Selon l'autopsie, l'ancienne gloire de Boca Juniors, Naples, héros du Mondial 1986, est décédé "d'un œdème pulmonaire aigu secondaire et d'une insuffisance cardiaque chronique exacerbée".

Mais il souffrait de multiples pathologies: problèmes rénaux, au foie, insuffisance cardiaque, détérioration neurologique, dépendance à l'alcool et aux psychotropes, souligna une expertise.

Pour le parquet, l'équipe médicale a été "protagoniste d'une hospitalisation à domicile sans précédent, totalement déficiente et imprudente", et a commis une "série d'improvisations, de fautes de gestion et de manquements".

- "Entourage diabolique" -

Particulièrement véhément, Fernando Burlando, avocat de Dalma et Giannina, les filles trentenaires de Maradona, a dénoncé mardi "un entourage diabolique" autour de l'astre du football, un "résumé de l'horreur", une mise à mort "silencieuse mais cruelle", un "crime qui prétend se déguiser en négligence".

Les stratégies de défense sont apparues d'emblée, dans les déclarations préliminaires d'avocats. Soit se retranchant derrière une spécialité, un rôle segmenté, l'absence de contact - tel le coordinateur infirmier - avec Maradona, soit se dissociant du feu vert initial de convalescence en ce lieu, manifestement inadapté, sans défibrillateur par exemple.

Ou bien, à l'image du défenseur du psychologue Carlos Diaz, rappelant "qu'on sait tous que Maradona était un patient difficile" tant pour les médicaments que le psychique.

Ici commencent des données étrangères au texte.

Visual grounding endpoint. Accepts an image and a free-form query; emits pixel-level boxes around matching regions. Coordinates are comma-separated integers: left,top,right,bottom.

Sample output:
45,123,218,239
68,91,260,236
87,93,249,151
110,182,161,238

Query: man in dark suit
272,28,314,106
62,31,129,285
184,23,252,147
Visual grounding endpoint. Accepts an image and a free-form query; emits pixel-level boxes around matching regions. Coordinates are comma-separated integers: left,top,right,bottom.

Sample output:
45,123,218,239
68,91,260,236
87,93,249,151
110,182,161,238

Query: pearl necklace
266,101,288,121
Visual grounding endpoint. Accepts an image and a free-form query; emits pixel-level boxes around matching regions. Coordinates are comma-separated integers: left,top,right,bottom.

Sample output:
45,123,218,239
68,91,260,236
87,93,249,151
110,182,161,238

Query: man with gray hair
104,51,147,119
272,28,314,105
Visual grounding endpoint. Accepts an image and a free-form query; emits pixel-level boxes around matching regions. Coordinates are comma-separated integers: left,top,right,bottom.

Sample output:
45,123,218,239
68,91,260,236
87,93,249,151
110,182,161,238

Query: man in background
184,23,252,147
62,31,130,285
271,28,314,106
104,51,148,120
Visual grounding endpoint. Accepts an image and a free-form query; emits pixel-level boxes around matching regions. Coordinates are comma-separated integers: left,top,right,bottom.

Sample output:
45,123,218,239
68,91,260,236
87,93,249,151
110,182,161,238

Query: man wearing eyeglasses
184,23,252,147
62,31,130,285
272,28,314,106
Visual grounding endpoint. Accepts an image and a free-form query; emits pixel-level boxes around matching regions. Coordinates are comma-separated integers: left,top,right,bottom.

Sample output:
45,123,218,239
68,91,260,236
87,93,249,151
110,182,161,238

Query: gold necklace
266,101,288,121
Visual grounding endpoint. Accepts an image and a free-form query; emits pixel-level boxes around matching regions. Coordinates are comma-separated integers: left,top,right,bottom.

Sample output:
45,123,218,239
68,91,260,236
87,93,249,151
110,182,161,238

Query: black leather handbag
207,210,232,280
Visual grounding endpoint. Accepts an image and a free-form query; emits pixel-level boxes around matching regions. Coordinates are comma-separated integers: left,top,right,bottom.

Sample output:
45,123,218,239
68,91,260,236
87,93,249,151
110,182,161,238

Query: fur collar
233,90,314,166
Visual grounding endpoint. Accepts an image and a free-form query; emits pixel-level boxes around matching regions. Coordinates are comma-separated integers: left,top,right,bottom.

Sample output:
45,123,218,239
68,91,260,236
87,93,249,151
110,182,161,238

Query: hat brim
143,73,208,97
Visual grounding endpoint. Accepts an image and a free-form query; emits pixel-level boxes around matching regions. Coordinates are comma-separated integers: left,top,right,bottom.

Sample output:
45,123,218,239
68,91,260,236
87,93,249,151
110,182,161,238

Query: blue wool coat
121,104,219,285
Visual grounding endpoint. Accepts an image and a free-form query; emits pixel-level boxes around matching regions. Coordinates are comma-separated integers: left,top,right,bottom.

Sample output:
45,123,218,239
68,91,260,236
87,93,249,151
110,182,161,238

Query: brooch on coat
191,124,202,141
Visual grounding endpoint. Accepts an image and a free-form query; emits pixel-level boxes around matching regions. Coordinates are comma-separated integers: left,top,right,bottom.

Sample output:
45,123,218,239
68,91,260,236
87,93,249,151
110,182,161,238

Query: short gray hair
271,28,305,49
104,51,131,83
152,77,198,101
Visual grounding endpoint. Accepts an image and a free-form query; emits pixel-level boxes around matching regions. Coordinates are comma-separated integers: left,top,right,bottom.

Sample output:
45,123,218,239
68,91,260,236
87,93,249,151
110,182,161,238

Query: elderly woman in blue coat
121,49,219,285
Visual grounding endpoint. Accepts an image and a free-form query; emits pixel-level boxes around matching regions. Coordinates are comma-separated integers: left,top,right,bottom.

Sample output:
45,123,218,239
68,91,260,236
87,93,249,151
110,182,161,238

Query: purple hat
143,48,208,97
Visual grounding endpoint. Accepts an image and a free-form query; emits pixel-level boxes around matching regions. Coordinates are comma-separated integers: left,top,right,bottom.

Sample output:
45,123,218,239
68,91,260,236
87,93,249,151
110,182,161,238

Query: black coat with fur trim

Ou encore, comme les avocats du neuro-chirurugien Leopoldo Luque et de la psychiatre, rappelant que la mort a été le produit "d'un événement cardiaque inattendu et imprévisible", une arythmie ventriculaire dont "quatre ans d'enquête n'ont pu déterminer la cause".

Outre les sept comparaissant libres, l'infirmière Dahiana Gisela Madrid a obtenu d'être jugée séparément, a priori en juillet.

- "Le peuple mérite justice" -

Le procès, a rappelé le procureur, entendra aussi des échanges de messages audio et écrits dont il a été beaucoup question lors de l'enquête.

Des échanges, a affirmé Mario Baudry, avocat de Dieguito, qui montrent qu'"ils (l'équipe médicale) savaient que si Diego continuait ainsi, il mourrait".

Et où ils parlent "d'essayer de s'assurer que les filles de Diego ne l'emmènent pas, car si elles l'emmenaient, ils perdaient leur argent".

"Y aura-t-il des coupables pour la mort de Maradona?", s'interrogeait cette semaine le quotidien Pagina 12, redoutant un procès avec plus de questions que de réponses.

Mais pour les Argentins vénérant "el Pibe de oro", il en faudra. "Toute la société, on a besoin de savoir (...) ce qui s'est vraiment passé, qui l'a abandonné, et que ceux qui doivent payer payent!", lâchait à l'AFP à la veille du procès Hilda Pereira, dans le quartier La Paternal, qui le vit "naître" footballistiquement, à 15 ans, au club d'Argentinos Juniors.

"Diego Maradona, ses enfants, ses proches et le peuple argentin méritent justice", a lancé le procureur mardi.